La mamma dovrebbe dare sempre la priorità al piccolo e, per tanto, andrebbe aiutata nelle faccende di casa. In questo particolare momento che vive la donna, il ruolo fondamentale del papà è quello di proteggere il nuovo nucleo familiare. Dovrebbe quindi fungere da filtro con la realtà esterna e dare sicurezza alla mamma. Molto spesso accade che subito dopo il parto la mamma soffra di quello che viene chiamato baby blues, una sindrome che non è una vera e propria depressione, ma che causa sconforto e frequenti crisi di pianto. La causa è lo sbalzo ormonale conseguente al parto e all’allattamento. Il padre diventa in questo caso determinante. La cosa migliore è quella di prendersi cura della propria compagna, sostenendola e incoraggiandola.

I ritmi cambiano, riorganizziamo la giornata

Il primo mese è tra i più duri. In questo periodo, infatti, il neonato allattato a richiesta chiede cure costanti. Nuovi studi spingono verso un maternage ad alto contatto. Questo modo di accudire il piccolo implica un’attenzione costante per il bambino, quindi allattamento naturale a richiesta (ma anche l’allattamento artificiale può essere a richiesta) e contatto col piccolo tramite fascia. L’uomo potrebbe, in questa condizione, sentirsi messo in disparte, tuttavia, se saprà mantenere il suo ruolo si sentirà più coinvolto e attivo. Per esempio, mentre la mamma allatta il papà può accarezzare la compagna o farle dei massaggi che distendano la muscolatura.

Una volta conclusa la poppata può occuparsi del bambino cambiandolo, facendo il bagnetto e massaggiando il neonato, magari sdraiando il bambino sul suo petto pelle a pelle. Aiutare la compagna nello svolgimento delle faccende domestiche, soprattutto nei primi mesi è importantissimo per la coppia, perché si consente alla mamma di riposare e di avere più tempo a disposizione da condividere con bimbo e papà. Le poppate notturne sono molto frequenti, dove possibile il papà dovrebbe aiutare la mamma a sentire meno il peso della fatica, magari aiutandola a gestire quelle situazioni delicate che si creano se il bambino soffre di coliche o di reflusso.

Consigli non richiesti, come difendersi

Il primo mese a casa col neonato può essere molto stressante anche per le pressioni esterne che, soprattutto, la mamma riceve. Importantissimo il ruolo del padre che deve avere fiducia nella propria compagna e sostenerla. Molto spesso, infatti, amici e parenti si sentono in dovere di giudicare l’accudimento materno, sfoggiando perle di saggezza sull’allattamento, sul come e quando tenere il bambino in braccio, su come cambiarlo, quanto lavarlo, insomma, un vero disastro soprattutto per quelle mamme che hanno difficoltà a riorganizzare la vita familiare dopo il parto.

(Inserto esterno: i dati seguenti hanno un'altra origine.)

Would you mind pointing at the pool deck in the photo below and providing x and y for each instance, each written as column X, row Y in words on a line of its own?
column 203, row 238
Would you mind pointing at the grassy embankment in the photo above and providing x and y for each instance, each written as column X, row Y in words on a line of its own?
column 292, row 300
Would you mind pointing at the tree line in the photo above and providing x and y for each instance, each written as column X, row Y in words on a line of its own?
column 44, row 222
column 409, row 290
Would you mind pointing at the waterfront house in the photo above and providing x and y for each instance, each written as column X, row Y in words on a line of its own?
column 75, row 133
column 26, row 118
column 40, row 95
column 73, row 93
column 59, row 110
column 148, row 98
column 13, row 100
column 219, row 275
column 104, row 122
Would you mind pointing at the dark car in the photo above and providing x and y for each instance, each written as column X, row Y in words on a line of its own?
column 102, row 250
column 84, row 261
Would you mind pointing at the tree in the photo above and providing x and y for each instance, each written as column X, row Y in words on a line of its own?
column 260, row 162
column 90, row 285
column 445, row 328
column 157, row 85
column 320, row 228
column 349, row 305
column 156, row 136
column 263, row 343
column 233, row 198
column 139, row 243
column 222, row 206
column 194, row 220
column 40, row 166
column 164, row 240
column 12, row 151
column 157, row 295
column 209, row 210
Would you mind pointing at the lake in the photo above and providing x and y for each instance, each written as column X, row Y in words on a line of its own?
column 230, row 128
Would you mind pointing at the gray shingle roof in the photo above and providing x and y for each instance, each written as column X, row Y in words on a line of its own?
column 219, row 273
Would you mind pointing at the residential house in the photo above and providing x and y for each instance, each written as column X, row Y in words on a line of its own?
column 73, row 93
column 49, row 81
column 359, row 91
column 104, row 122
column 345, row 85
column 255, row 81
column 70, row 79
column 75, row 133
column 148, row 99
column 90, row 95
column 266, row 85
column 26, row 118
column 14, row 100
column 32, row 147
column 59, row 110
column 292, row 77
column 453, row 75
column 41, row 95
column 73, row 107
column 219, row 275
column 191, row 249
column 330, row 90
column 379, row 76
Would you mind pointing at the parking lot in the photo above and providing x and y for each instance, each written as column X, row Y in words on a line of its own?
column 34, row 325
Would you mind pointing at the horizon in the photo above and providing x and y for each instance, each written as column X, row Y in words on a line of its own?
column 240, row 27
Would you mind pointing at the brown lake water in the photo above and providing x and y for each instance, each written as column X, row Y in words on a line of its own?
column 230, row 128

Consigli pratici per affrontare il primo mese del neonato a casa

Gestire un neonato di pochi giorni è difficoltoso, ma con un po’ di pazienza si trova presto un nuovo equilibrio. Cerchiamo di allattare a richiesta in luoghi poco rumorosi. Se il bambino soffre di coliche usare la fascia aiuta a ridurre il problema. Se il bambino nella culla piange, lasciarlo urlare non servirà a renderlo più forte e indipendente, ma bisogna anche essere consapevoli dei rischi che si corrono quando si sceglie di condividere il letto con il neonato. Ascoltiamo piuttosto quella che è una sua richiesta di accudimento. Tutte le donne, salvo gravi problemi, possono allattare, non scoraggiamoci e se all’inizio sembra difficile e se pensiamo di averne necessità chiediamo l’aiuto di una consulente. Facciamo assieme al papà il bagnetto, sarà tutto più facile e decisamente più coinvolgente. Non perdiamo mai di vista il fatto che la famiglia in tre è più ricca, anche se deve riorganizzarsi.